Affected Puppet, Ruby, OS and module versions/distributions

• Puppet: 3.8.7
• Ruby: ruby 2.0.0p648 (2015-12-16) [x86_64-linux]
• Distribution: CentOS Linux release 7.4.1708 (Core)
• Module version: 1.16.1

How to reproduce (e.g Puppet code you use)

The same as before GitLab upgrade - see below.

What are you seeing

After GitLab upgrade from 10.1.x to 10.4.3 each puppet run wants to remove postgres' internal_certificate and internal_key from gitlab-secrets.json and thus restart gitlab.

[root@XXXXXX ~]# puppet agent -t --noop
Info: Retrieving pluginfacts
Info: Retrieving plugin
Info: Loading facts
Info: Caching catalog for XXXXXX.YYYYYY
Warning: Non-string values for the file mode property are deprecated. It must be a string, either a symbolic mode like 'o+w,a+r' or an octal representation like '0644' or '755'.
   (at /usr/share/ruby/vendor_ruby/puppet/type/file/mode.rb:69:in `block (2 levels) in <module:Puppet>')
Info: Applying configuration version '1518736992'
(...)
Notice: Class[Profiles::Common]: Would have triggered 'refresh' from 1 events
Notice: /Stage[main]/Gitlab::Config/File[/etc/gitlab/gitlab-secrets.json]/content:
--- /etc/gitlab/gitlab-secrets.json     2018-02-15 23:22:06.165707956 +0000
+++ /tmp/puppet-file20180215-134031-1focon      2018-02-15 23:24:28.530491292 +0000
@@ -27,9 +27,5 @@
     "gitlab_auth_endpoint": "https://XXXXXX.YYYYYY/oauth/authorize",
     "gitlab_token_endpoint": "https://XXXXXX.YYYYYY/oauth/token",
     "gitlab_user_api_endpoint": "https://XXXXXX.YYYYYY/api/v3/user"
-  },
-  "postgresql": {
-    "internal_certificate": "-----BEGIN CERTIFICATE-----(...redacted...)-----END CERTIFICATE-----\n",
-    "internal_key": "-----BEGIN RSA PRIVATE KEY-----(...redacted...)-----END RSA PRIVATE KEY-----\n"
   }
 }

Notice: /Stage[main]/Gitlab::Config/File[/etc/gitlab/gitlab-secrets.json]/content: current_value {md5}aaaaaaaaaa, should be {md5}bbbbbbbb (noop)
Info: /Stage[main]/Gitlab::Config/File[/etc/gitlab/gitlab-secrets.json]: Scheduling refresh of Exec[gitlab_reconfigure]
Notice: /Stage[main]/Gitlab::Config/Exec[gitlab_reconfigure]: Would have triggered 'refresh' from 1 events
Notice: Class[Gitlab::Config]: Would have triggered 'refresh' from 2 events
Info: Class[Gitlab::Config]: Scheduling refresh of Class[Gitlab::Service]

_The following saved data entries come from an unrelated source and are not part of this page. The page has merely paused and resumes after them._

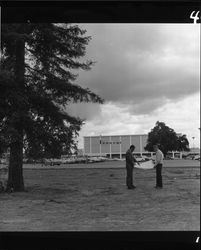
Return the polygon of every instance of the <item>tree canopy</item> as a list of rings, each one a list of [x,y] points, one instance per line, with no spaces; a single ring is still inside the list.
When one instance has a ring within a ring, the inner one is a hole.
[[[103,99],[74,83],[75,70],[93,65],[81,61],[91,39],[86,30],[52,23],[3,24],[1,29],[1,150],[10,148],[9,185],[23,189],[11,171],[21,171],[23,147],[38,157],[69,152],[83,120],[69,115],[67,105]]]
[[[145,150],[153,151],[153,145],[159,144],[164,155],[168,151],[189,151],[189,142],[186,135],[177,135],[164,122],[156,122],[156,125],[148,133],[148,140]]]

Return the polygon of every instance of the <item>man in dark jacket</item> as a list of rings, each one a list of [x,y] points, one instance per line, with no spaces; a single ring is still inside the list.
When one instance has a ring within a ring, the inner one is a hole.
[[[134,168],[135,163],[137,163],[138,165],[139,165],[139,163],[137,162],[137,160],[133,156],[134,150],[135,150],[135,146],[131,145],[130,148],[126,152],[126,185],[127,185],[128,189],[136,188],[133,185],[133,168]]]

I disabled ssl to postgres with this in hiera and I have verified according to https://docs.gitlab.com/omnibus/settings/database.html that it works:

gitlab::postgresql:
  ssl: 'off'

...but it didn't help with the issue above.

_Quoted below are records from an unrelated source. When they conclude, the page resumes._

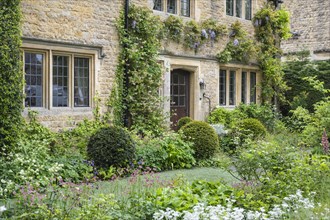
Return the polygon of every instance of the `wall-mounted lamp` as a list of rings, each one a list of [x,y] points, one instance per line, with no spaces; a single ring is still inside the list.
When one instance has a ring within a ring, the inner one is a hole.
[[[204,82],[204,79],[199,80],[199,87],[201,88],[201,90],[206,89],[206,83]]]

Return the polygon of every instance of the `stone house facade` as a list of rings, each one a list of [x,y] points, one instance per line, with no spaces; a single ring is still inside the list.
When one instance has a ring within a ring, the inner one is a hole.
[[[284,1],[291,13],[292,38],[282,41],[284,54],[309,51],[312,60],[330,60],[330,2]]]
[[[228,27],[240,21],[253,37],[251,18],[258,0],[131,0],[148,7],[161,19],[184,21],[213,18]],[[93,117],[100,98],[106,111],[120,52],[116,19],[124,0],[22,0],[25,112],[39,112],[39,120],[58,130]],[[259,103],[261,72],[256,64],[219,64],[215,55],[228,39],[206,44],[195,53],[180,44],[164,42],[159,61],[164,66],[164,111],[177,117],[204,120],[221,105]],[[287,46],[289,47],[289,46]]]

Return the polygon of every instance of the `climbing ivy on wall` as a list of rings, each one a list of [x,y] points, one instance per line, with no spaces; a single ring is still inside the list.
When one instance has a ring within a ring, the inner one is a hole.
[[[249,39],[242,24],[236,21],[231,25],[229,41],[225,49],[217,54],[217,59],[220,63],[228,63],[230,61],[248,63],[255,59],[256,47],[254,45],[255,42]]]
[[[112,92],[114,122],[123,125],[123,113],[128,108],[130,129],[142,134],[152,131],[157,135],[164,124],[159,95],[162,71],[157,59],[162,22],[149,9],[133,5],[128,24],[126,32],[122,13],[117,26],[122,51],[116,73],[117,85]],[[125,68],[129,77],[128,90],[123,87]]]
[[[0,1],[0,156],[17,140],[22,123],[20,0]]]
[[[291,36],[290,15],[285,9],[277,10],[273,4],[267,3],[257,11],[252,22],[259,47],[258,64],[263,72],[262,100],[270,103],[274,98],[277,104],[287,89],[280,60],[280,41]]]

I think that the problem is that GitLab generates those values of secrets file on each run, so even setting them in hiera doesn't seem to help.

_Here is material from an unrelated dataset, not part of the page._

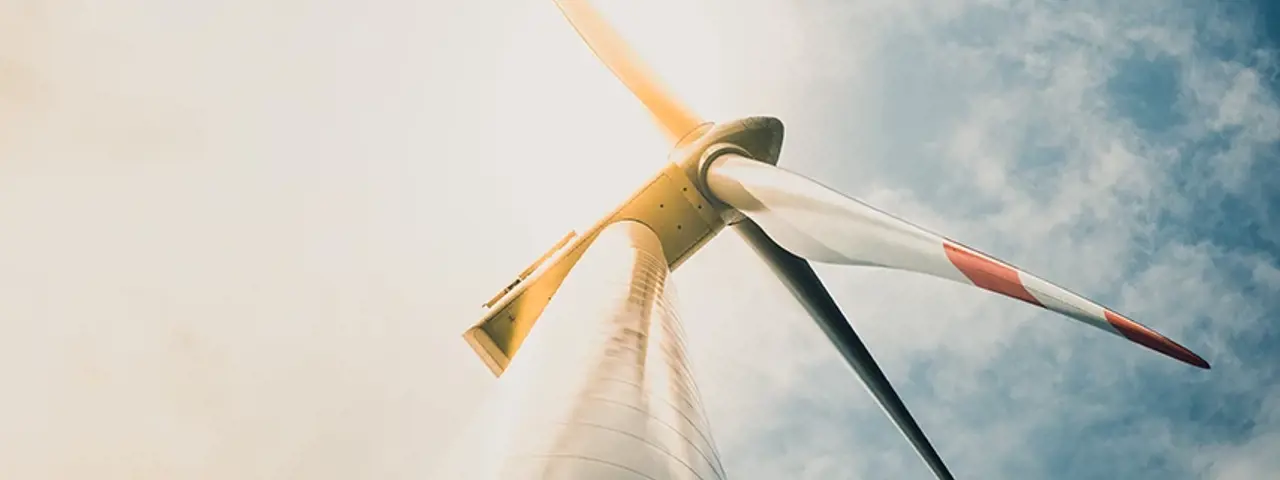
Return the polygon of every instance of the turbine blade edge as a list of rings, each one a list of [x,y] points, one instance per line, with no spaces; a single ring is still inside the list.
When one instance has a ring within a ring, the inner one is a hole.
[[[706,123],[667,91],[589,1],[555,0],[555,3],[596,58],[653,114],[672,145],[679,145],[682,139]]]
[[[902,398],[893,389],[893,384],[885,377],[884,372],[871,356],[871,351],[862,343],[857,332],[853,330],[844,313],[836,305],[827,288],[818,278],[817,272],[809,262],[799,258],[775,243],[755,222],[743,220],[734,225],[734,229],[742,236],[753,250],[764,259],[769,269],[786,285],[792,296],[804,306],[813,317],[822,332],[826,334],[836,350],[844,357],[849,366],[862,380],[863,386],[875,397],[880,408],[889,416],[902,432],[903,436],[915,447],[916,453],[924,460],[929,469],[941,480],[954,479],[947,465],[938,455],[924,430],[916,423],[911,412],[907,410]]]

What behaviour did you expect instead

Puppet run should not change gitlab-secrets.json and not restart gitlab.

Any additional information you'd like to impart

We have been using old vshn/gitlab: 1.7.2 before switching to puppet-gitlab: 1.16.1 and it behaved the same way.

[gdubicki]

I will try workaround from #87 for now - stop managing gitlab-secrets.json completely.

[gdubicki]

Workaround helped.

[LongLiveCHIEF]

I really don't like this feature of the module. The file is called secrets for a reason, and managing those secrets in your puppet module just encourages unwittingly committing sensitive data into your control repos.

I think a better approach would be if this module managed the sharing/mounting of this file in regards to the gitlab-runsvdir service, making it easy to ensure the secrets are shared across nodes in HA nodes, and are included in any CRON backups.